|Study title: Back pain in children and adolescents
Authors: Altaf F, Heran MKS, Wilson LF
Publication information: Bone & Joint Journal 2014; 96-B: 717–23.
Research Review: Exploring causes of back pain in young patients, part 2
Study title: Back pain in children and adolescents
Continuing from last issue, this study reviewed the important causes of back pain in children and adolescents.
Intervertebral discs are more vascularized in children than in adults, which accounts for the higher rate of discitis in adolescence, versus overt vertebral osteomyelitis. Other common infectious causes of back pain in children are tuberculous osteomyelitis, epidural abscess and sacroiliac joint infections.
Discitis is a rare condition, with an estimated incidence of one to two cases in 30,000. It has a characteristic biphasic distribution, affecting toddlers and older adolescents. Discitis presents as general irritability, a refusal to walk or to stand due to abdominal pain, hamstring spasm or back pain and it may be associated with a limp. White cell count and C-reactive protein are generally normal; erythrocyte sedimentation rate is mildly raised; blood cultures are usually negative. MRI often confirms the diagnosis.
The spondyloarthropathies are a group of inflammatory rheumatic disorders characterized by axial and/or peripheral arthritis. The diseases in the group share a common genetic predisposition – namely, the HLA-B27 gene. Of the common spondyloarthropathies, Ankylosing Spondylitis (AS) is the most common, occurring in 0.2 to 1.2 per cent of the Caucasian population. Its initial symptoms can be noted in adolescence and early adulthood, such as dull pain over the lower back and buttocks, and morning stiffness eased by exercise and worsened with inactivity. Of concern is the frequent lengthy delay between symptom onset and diagnosis (often up to eight years), an issue clinicians should keep in the front of their minds with characteristic patients with this symptom pattern. AS usually responds well to non-steroidal anti-inflammatories (NSAIDs), although in more progressive/severe cases, tumour necrosis factor inhibitors have shown good results. Patients suspected of having AS, or other inflammatory disease, should be promptly referred to a rheumatologist.
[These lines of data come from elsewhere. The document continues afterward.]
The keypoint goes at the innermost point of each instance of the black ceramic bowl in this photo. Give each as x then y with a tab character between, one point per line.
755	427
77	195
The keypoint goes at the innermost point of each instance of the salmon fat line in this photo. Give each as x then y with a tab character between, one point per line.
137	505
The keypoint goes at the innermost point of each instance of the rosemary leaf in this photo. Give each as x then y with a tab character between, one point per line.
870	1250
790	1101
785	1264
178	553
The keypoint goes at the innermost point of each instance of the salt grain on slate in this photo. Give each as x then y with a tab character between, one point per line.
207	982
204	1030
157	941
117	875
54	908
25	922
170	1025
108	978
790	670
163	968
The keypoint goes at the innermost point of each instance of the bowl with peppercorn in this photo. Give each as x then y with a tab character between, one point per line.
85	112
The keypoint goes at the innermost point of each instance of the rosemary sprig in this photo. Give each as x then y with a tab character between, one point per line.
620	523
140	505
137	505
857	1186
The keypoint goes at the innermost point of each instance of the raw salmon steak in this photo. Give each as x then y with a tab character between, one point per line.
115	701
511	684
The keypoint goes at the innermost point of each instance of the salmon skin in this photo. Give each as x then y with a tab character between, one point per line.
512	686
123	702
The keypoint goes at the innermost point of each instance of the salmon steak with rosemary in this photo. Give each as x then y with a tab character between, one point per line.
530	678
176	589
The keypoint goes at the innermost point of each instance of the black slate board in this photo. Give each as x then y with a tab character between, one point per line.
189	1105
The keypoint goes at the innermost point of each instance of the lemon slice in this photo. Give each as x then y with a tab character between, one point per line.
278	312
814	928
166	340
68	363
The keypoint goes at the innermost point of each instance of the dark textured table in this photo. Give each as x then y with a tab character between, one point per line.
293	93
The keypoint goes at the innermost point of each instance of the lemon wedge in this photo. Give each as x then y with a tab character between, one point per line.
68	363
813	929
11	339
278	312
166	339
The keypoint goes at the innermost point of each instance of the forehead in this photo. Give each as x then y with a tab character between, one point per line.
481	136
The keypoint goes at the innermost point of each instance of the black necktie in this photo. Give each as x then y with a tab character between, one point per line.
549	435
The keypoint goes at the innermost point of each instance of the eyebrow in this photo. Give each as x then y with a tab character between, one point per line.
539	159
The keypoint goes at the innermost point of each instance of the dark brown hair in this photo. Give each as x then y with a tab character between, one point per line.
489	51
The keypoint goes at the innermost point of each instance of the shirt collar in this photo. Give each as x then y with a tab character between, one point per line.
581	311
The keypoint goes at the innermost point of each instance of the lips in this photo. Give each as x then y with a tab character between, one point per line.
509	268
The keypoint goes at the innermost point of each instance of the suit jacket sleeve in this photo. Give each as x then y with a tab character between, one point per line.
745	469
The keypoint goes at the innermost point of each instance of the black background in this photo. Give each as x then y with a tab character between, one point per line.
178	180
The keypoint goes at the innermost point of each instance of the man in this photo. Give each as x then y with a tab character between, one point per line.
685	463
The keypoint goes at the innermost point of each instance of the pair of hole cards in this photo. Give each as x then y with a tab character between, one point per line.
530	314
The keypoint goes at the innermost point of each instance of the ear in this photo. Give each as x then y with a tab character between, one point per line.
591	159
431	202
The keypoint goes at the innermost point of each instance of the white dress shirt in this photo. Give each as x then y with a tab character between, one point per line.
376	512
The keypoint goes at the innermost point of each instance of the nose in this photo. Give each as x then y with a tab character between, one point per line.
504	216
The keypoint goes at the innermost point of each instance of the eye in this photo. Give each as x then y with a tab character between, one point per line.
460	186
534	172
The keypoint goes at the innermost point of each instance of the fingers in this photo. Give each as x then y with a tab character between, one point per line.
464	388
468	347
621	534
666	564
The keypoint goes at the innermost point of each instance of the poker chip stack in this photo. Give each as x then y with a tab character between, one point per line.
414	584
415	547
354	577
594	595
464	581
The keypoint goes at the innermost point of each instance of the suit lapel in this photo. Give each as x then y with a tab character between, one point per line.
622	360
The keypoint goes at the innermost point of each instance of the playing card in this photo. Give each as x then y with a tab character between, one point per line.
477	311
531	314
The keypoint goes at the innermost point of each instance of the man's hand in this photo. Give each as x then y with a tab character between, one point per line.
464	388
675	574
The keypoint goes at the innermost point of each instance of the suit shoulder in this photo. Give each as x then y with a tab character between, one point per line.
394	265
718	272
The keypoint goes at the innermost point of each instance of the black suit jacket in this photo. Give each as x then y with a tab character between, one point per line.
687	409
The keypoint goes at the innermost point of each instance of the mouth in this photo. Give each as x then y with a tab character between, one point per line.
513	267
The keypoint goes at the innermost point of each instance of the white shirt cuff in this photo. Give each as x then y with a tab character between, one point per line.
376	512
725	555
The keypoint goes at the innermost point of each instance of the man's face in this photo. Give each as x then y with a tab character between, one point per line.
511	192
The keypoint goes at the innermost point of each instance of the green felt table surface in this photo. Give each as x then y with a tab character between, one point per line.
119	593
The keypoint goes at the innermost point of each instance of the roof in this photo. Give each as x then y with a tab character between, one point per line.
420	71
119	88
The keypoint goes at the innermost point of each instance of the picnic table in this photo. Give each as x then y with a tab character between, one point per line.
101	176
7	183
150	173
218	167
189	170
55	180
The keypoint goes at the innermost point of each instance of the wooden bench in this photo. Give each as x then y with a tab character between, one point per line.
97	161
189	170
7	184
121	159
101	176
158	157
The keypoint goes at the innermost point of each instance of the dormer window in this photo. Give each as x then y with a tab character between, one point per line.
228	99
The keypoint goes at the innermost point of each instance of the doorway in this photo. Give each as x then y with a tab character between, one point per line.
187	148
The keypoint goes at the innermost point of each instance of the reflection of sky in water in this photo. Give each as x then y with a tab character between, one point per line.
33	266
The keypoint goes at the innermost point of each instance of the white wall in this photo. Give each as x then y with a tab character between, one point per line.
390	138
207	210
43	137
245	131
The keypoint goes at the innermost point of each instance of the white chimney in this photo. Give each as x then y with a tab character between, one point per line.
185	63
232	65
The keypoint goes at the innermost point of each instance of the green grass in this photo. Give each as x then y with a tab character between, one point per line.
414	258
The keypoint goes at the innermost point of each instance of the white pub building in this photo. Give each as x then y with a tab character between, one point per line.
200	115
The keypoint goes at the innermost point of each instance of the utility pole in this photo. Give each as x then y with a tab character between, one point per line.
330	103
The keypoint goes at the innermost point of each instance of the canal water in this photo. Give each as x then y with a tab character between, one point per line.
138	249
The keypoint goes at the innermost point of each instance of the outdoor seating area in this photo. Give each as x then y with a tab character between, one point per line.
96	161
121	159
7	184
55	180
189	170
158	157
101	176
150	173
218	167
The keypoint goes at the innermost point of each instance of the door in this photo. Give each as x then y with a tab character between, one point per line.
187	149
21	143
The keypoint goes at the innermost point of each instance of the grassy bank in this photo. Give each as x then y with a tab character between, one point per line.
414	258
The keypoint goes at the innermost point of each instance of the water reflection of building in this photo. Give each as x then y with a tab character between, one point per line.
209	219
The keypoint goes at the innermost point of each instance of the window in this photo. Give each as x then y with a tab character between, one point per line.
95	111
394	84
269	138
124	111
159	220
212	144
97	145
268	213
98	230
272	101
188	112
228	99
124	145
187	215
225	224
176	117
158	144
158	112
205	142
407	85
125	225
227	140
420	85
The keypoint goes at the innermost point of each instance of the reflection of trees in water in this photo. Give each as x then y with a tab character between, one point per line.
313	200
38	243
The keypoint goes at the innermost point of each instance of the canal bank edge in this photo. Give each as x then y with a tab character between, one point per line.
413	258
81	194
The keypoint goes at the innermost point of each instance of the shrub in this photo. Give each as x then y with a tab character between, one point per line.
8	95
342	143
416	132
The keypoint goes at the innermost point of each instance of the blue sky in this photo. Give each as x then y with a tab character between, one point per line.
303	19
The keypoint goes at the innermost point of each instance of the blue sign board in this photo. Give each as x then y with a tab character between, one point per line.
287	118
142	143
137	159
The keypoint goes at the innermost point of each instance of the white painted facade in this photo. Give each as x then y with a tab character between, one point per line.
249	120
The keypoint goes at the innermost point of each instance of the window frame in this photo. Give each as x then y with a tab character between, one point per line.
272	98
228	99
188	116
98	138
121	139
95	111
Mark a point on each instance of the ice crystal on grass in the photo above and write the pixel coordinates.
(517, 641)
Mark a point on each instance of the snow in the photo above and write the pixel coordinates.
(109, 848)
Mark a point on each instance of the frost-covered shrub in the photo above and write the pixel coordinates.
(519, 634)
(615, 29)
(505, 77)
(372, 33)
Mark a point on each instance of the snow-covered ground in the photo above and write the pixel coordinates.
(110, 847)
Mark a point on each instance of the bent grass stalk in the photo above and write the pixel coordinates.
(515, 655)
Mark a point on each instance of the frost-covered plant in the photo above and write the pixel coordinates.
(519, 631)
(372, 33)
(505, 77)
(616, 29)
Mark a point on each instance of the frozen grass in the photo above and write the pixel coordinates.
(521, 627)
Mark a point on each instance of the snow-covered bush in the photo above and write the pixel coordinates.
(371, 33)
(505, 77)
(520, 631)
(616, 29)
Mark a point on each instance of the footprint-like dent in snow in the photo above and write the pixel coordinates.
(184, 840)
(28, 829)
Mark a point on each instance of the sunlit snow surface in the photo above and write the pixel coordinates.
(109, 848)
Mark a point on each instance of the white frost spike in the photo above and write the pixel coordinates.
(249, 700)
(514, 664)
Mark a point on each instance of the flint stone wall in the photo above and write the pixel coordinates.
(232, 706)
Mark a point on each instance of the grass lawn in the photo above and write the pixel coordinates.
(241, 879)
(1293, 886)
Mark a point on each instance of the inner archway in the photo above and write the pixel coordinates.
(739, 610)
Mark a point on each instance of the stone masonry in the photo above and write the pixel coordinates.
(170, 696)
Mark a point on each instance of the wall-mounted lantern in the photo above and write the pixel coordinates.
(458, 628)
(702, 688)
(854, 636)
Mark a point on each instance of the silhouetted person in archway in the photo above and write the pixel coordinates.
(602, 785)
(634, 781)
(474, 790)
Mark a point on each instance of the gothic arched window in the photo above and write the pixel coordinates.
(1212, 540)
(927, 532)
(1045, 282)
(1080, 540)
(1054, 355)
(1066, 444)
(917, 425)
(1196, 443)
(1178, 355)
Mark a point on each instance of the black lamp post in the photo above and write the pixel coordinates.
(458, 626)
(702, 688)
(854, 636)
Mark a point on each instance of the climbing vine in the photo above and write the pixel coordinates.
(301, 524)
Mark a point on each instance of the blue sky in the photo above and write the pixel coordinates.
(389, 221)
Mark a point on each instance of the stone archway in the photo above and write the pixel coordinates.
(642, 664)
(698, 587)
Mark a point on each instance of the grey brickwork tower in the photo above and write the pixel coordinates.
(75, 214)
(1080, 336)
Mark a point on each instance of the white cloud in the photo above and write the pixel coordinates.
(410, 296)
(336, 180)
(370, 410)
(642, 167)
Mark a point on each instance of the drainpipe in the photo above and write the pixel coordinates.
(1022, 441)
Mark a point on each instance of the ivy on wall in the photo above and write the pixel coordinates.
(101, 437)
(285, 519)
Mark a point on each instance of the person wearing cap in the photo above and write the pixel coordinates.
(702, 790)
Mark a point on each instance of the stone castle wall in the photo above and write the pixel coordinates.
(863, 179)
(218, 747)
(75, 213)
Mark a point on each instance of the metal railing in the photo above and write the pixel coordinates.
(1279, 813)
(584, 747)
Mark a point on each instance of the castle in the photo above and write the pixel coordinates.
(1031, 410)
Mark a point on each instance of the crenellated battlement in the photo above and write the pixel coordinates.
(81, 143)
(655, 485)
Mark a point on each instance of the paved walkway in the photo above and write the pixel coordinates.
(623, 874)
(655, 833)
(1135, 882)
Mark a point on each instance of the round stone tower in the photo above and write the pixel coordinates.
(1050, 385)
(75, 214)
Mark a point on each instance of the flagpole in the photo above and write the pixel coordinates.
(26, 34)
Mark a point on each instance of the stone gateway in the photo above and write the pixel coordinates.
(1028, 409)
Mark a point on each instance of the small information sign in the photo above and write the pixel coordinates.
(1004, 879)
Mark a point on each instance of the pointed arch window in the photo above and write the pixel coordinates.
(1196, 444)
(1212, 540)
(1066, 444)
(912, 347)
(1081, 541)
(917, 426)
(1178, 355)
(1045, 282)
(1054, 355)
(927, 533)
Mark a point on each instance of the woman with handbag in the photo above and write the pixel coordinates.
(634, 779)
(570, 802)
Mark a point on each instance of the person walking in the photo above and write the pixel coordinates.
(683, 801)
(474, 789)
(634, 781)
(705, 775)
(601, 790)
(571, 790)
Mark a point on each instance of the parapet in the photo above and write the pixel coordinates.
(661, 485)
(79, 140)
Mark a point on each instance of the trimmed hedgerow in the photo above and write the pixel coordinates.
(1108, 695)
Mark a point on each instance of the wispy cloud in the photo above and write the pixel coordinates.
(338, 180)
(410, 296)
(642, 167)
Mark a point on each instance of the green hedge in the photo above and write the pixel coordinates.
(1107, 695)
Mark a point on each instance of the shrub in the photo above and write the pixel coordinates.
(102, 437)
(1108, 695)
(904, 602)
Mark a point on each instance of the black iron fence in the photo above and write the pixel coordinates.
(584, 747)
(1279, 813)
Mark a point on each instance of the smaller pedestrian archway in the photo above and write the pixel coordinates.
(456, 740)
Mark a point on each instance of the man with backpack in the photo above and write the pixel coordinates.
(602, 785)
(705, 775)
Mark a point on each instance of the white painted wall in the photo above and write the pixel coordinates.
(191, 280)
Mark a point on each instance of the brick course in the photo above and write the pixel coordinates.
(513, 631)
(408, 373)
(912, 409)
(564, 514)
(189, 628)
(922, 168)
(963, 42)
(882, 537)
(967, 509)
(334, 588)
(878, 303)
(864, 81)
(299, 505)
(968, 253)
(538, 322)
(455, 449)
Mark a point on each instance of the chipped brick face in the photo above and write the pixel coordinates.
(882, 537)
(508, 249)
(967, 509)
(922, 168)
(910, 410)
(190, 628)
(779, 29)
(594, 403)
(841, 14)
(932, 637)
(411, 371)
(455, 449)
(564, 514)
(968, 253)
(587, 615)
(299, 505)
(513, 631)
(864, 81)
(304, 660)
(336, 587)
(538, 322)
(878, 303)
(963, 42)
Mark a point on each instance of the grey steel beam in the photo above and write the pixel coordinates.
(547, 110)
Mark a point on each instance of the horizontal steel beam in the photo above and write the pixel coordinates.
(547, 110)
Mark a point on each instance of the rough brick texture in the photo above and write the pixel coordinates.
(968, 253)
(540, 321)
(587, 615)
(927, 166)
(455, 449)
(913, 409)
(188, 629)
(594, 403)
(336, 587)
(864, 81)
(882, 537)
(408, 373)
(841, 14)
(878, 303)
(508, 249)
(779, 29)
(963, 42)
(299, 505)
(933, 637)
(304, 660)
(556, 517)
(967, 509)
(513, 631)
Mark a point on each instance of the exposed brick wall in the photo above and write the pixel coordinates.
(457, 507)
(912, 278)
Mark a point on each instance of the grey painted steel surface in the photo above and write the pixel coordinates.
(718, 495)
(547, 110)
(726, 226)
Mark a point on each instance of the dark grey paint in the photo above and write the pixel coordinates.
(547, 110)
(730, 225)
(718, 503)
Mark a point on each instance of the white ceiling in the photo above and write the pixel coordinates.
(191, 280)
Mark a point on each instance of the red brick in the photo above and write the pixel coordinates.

Neoplastic disease of the spine, while rare in kids, can occur in both the posterior column (osteoid osteoma, osteoblastoma, aneurysmal bone cyst) and anterior column (eosinophilic granuloma, also known as histiocytosis X):
- Osteoid Osteoma: one per cent of all tumours and 11 per cent of all primary benign tumours in patients between 10 and 25; primarily located in the pedicle and lamina; back pain is usually present at night and relieved by aspirin and/or NSAIDs; definitive treatment is surgical resection.
- Osteoblastoma: one per cent of all primary benign tumours, 40 per cent are located in the spine; primarily located in the pedicle and lamina; NSAIDs are ineffective; tumours are often locally expansive and destructive; surgical treatment ranges from intralesional curettage to complete resection.
- Aneurysmal Bone Cyst: bubbly, cystic appearance with a thin rim of surrounding bone, in the posterior column of the spine and visible on plain films; treatment includes selective arterial embolization followed by either complete curettage or en bloc marginal excision. Radiotherapy has a limited role.
- Eosinophilic Granuloma (Histiocytosis X): a subgroup of syndromes related to abnormally functioning monocytes, macrophages and dendritic cells; present in 10 to 15 per cent of children with histiocytosis; back pain localized to area of granuloma formation (usually anterior vertebral body); plain films can show collapsed vertebrae, due to the lytic nature of the tumour; treatment options are controversial, as some patients undergo spontaneous resolution; surgery is reserved for patients with neurological deficits or polyostotic involvement.